Jruby & UTF-8

2013-06-14

I just spent a day trying to force jruby to do the right things with UTF-8 content. Throughout my career, I’ve dealt with UTF-8 issues on pretty much any project I’ve ever touched. It seems that world+dog just can’t be trusted to do the right things when it comes to this. If you ever see mangled content in your browser: somebody fucked it up.

Lately, I’ve been experiencing issues both with requests and responses in our sinatra based application on top of ruby rack. So despite, setting headers correctly, ensuring I hardcode everything to be UTF-8 end to end, it still mangles properly encoded utf-8 content by applying a system default encoding both on the way in and out of my system. Lets just say I’ve been cursing a lot in the past few days. In terms of WTF’s per second, I was basically not being very nice.

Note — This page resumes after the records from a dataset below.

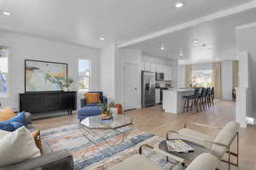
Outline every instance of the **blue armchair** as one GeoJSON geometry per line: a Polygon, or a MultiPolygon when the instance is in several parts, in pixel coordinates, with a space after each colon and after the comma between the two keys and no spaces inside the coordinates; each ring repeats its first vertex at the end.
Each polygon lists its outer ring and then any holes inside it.
{"type": "Polygon", "coordinates": [[[81,99],[81,108],[86,107],[86,106],[102,106],[104,104],[108,104],[108,98],[106,96],[103,96],[102,92],[89,92],[89,93],[98,93],[100,94],[100,99],[101,103],[95,103],[95,104],[86,104],[86,99],[83,98],[81,99]]]}

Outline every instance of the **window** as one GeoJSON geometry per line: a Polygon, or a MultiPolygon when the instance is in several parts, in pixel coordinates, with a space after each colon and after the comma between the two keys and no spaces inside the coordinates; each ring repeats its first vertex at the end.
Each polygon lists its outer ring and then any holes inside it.
{"type": "Polygon", "coordinates": [[[79,60],[79,91],[88,91],[90,81],[90,60],[79,60]]]}
{"type": "Polygon", "coordinates": [[[0,96],[8,95],[8,48],[0,46],[0,96]]]}
{"type": "Polygon", "coordinates": [[[196,70],[192,71],[193,87],[212,87],[212,70],[196,70]]]}

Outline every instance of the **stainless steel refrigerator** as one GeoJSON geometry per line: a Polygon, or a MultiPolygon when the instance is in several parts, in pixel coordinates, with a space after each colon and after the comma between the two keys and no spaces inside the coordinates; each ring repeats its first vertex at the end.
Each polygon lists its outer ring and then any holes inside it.
{"type": "Polygon", "coordinates": [[[155,104],[155,73],[142,71],[142,107],[155,104]]]}

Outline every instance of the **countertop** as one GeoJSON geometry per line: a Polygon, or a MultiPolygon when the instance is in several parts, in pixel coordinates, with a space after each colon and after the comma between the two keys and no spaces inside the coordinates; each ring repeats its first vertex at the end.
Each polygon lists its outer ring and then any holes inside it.
{"type": "Polygon", "coordinates": [[[179,89],[171,88],[171,89],[166,89],[164,91],[192,92],[194,90],[195,90],[194,88],[179,88],[179,89]]]}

Anyway, Java has a notion of a default encoding that is set (inconsistently) from the environment that you start that you can only partially control with the file.encoding system property. On windows and OSX this is not going to be UTF-8. That combined with Ruby’s attitude to be generally sloppy about encodings and just hoping for the best is basically a recipe for trouble. Ruby strings just pickup whatever system encoding is default. Neither rack nor Sinatra try to align that in any way with the http headers it deals with.

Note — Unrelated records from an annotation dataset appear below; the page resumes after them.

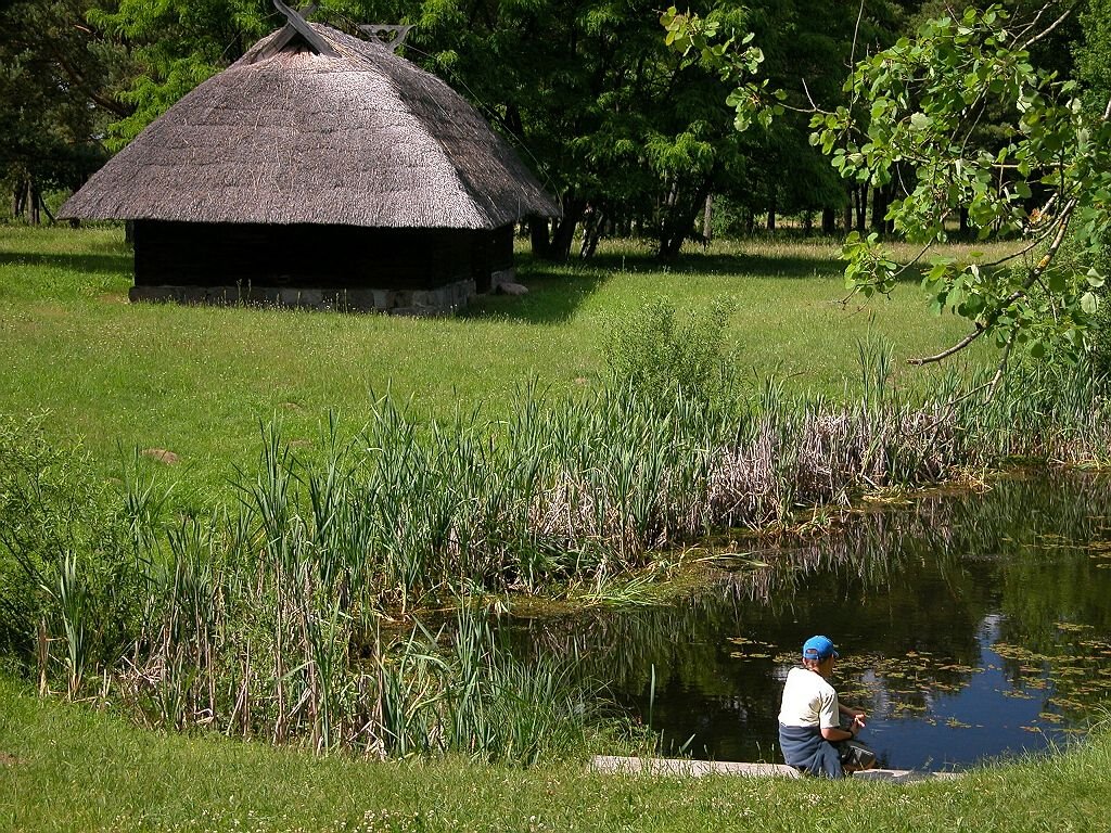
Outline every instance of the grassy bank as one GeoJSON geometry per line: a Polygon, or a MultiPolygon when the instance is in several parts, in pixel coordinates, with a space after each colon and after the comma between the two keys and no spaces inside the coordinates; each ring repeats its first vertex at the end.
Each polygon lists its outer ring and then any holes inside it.
{"type": "Polygon", "coordinates": [[[152,735],[0,676],[0,827],[12,831],[1085,831],[1111,803],[1111,736],[904,786],[597,775],[313,759],[152,735]]]}
{"type": "Polygon", "coordinates": [[[254,462],[259,422],[276,416],[297,441],[329,410],[360,423],[387,389],[441,418],[479,403],[501,413],[532,379],[589,389],[604,334],[649,298],[680,312],[733,298],[728,342],[744,373],[834,398],[857,383],[870,331],[891,343],[898,385],[929,378],[902,360],[961,333],[913,285],[842,308],[827,243],[720,244],[668,268],[633,243],[564,267],[522,255],[529,295],[482,299],[453,320],[129,304],[131,269],[119,228],[0,227],[0,412],[47,411],[52,440],[83,440],[113,475],[121,450],[170,452],[174,479],[201,492],[254,462]]]}

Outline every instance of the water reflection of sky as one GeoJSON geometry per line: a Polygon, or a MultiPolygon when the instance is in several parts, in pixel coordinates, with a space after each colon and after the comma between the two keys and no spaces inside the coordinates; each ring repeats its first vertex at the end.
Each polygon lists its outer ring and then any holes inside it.
{"type": "MultiPolygon", "coordinates": [[[[889,766],[898,769],[959,769],[980,759],[1000,759],[1045,749],[1061,731],[1040,720],[1045,690],[1014,686],[1003,672],[1004,661],[992,646],[1000,638],[1001,618],[984,616],[978,642],[980,664],[959,692],[930,697],[929,719],[903,719],[878,703],[867,732],[868,743],[889,766]]],[[[1049,673],[1040,676],[1049,684],[1049,673]]]]}
{"type": "Polygon", "coordinates": [[[1107,478],[1013,479],[759,553],[771,568],[682,604],[530,625],[527,639],[585,656],[664,754],[779,760],[782,678],[822,632],[887,765],[1041,752],[1111,700],[1109,515],[1107,478]]]}

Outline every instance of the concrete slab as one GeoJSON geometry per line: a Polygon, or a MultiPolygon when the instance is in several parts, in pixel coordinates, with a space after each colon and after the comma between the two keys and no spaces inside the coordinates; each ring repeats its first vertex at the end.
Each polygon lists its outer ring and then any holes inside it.
{"type": "MultiPolygon", "coordinates": [[[[700,777],[702,775],[741,775],[744,777],[791,777],[803,775],[793,766],[771,763],[735,763],[732,761],[690,761],[675,757],[618,757],[595,755],[590,761],[595,772],[615,772],[625,775],[673,775],[678,777],[700,777]]],[[[908,784],[932,779],[954,779],[957,772],[917,772],[914,770],[868,770],[853,773],[860,781],[884,781],[908,784]]]]}
{"type": "Polygon", "coordinates": [[[787,764],[689,761],[675,757],[615,757],[612,755],[595,755],[590,761],[590,767],[597,772],[617,772],[627,775],[644,773],[685,777],[699,777],[710,774],[743,775],[748,777],[802,777],[798,770],[787,764]]]}

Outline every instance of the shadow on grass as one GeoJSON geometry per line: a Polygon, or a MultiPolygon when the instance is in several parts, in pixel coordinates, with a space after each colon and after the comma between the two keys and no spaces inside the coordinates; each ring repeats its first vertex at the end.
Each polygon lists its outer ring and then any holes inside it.
{"type": "Polygon", "coordinates": [[[0,252],[0,267],[47,267],[78,272],[103,272],[131,275],[134,259],[130,252],[119,254],[43,254],[42,252],[0,252]]]}
{"type": "Polygon", "coordinates": [[[528,294],[476,298],[461,318],[562,324],[571,320],[613,271],[594,261],[557,265],[518,255],[518,280],[529,288],[528,294]]]}

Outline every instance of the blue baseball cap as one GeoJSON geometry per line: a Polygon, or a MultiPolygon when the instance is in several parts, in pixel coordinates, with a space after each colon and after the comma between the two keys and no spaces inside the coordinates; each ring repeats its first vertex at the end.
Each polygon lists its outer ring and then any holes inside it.
{"type": "Polygon", "coordinates": [[[811,636],[802,643],[802,659],[824,662],[831,656],[840,656],[837,645],[829,636],[811,636]]]}

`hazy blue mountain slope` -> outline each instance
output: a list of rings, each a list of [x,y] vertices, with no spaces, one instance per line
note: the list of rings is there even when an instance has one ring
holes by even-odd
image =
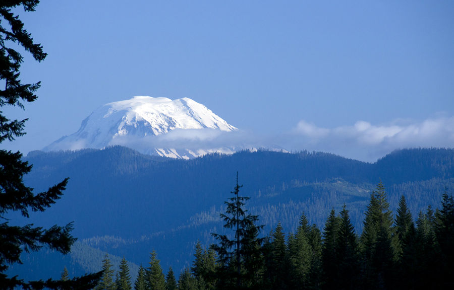
[[[190,263],[197,239],[208,245],[210,233],[222,231],[218,215],[237,171],[240,193],[251,197],[248,207],[266,225],[265,234],[279,222],[286,232],[293,231],[303,212],[322,227],[329,210],[344,203],[360,231],[380,180],[391,208],[405,195],[414,216],[427,204],[438,204],[445,186],[454,187],[452,150],[398,151],[374,164],[306,152],[245,151],[184,161],[120,147],[35,152],[27,159],[34,167],[26,182],[37,190],[71,178],[64,197],[34,214],[34,222],[74,221],[73,233],[87,247],[144,266],[156,250],[163,268],[171,265],[177,272]]]

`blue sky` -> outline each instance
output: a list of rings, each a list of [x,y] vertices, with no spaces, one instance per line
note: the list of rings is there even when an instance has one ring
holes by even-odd
[[[454,2],[43,1],[21,14],[48,54],[26,154],[106,103],[188,97],[255,145],[373,161],[454,145]],[[252,137],[251,137],[252,136]]]

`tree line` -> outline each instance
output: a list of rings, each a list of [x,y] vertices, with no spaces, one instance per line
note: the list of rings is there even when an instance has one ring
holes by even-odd
[[[380,182],[360,234],[344,205],[321,230],[303,213],[294,232],[286,235],[279,223],[264,236],[241,187],[237,179],[221,214],[230,234],[212,234],[217,243],[207,247],[198,242],[178,280],[171,267],[164,275],[154,251],[133,284],[126,260],[115,278],[106,256],[97,290],[454,288],[454,200],[447,191],[440,208],[429,206],[414,221],[405,196],[393,214]]]

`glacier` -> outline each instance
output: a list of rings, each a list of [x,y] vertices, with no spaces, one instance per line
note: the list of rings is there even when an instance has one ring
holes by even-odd
[[[79,130],[45,147],[44,151],[102,149],[121,145],[141,153],[188,159],[236,149],[213,140],[238,129],[189,98],[171,100],[138,96],[106,104],[82,122]]]

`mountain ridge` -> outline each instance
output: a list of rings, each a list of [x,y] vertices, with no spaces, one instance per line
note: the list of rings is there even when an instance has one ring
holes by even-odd
[[[43,150],[100,149],[119,144],[145,153],[189,159],[211,152],[232,153],[235,150],[222,147],[172,148],[178,146],[176,140],[212,139],[237,130],[189,98],[172,100],[138,96],[99,107],[82,121],[76,132],[61,137]]]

When you start jruby using the provided jruby script it actually sets the file.encoding system property to utf-8. However, this does not affect java.nio.charset.Charset.defaultCharset(), which is used a lot by Jruby. IMHO that is a bug and a serious one. Let me spell this out: any code that relies on java.nio.charset.Charset.defaultCharset() is broken. Unless you explicitly want to support legacy content that is not in UTF-8, in which case you should be very explicit about exactly which of the gazillion encodings you want. The chances of that aligning with the defaults are going to be slim.

This broke in a particularly weird way for me: it was working fine on OS X (with its broken system defaults). However, it broke on our server, which is Ubuntu 12.04 LTS. If you’ve ever used ubuntu, you may have noticed that terminals use UTF-8 by default. This is great, all operating systems should do this. There’s one problem though: it’s not actually system wide and my mistake was assuming that it was. It’s fine when you log in and use a terminal. However, when starting jruby from an init.d script with a sudo, the terminal encoding reverts back to some shit ansi default from the nineteen sixties that is 100% guaranteed inappropriate for any modern web server. This default is then passed on to the jvm, which causes jruby with rack to the wrong things.

The fix, add this to your script:


export LC_ALL=en_US.UTF-8
export LANG=en_US.UTF-8
export LANGUAGE=en_US.UTF-8

This forces the encoding to be correct in the bash script and should hopefully trickle down the broken pile of software that just assumes the defaults make sense.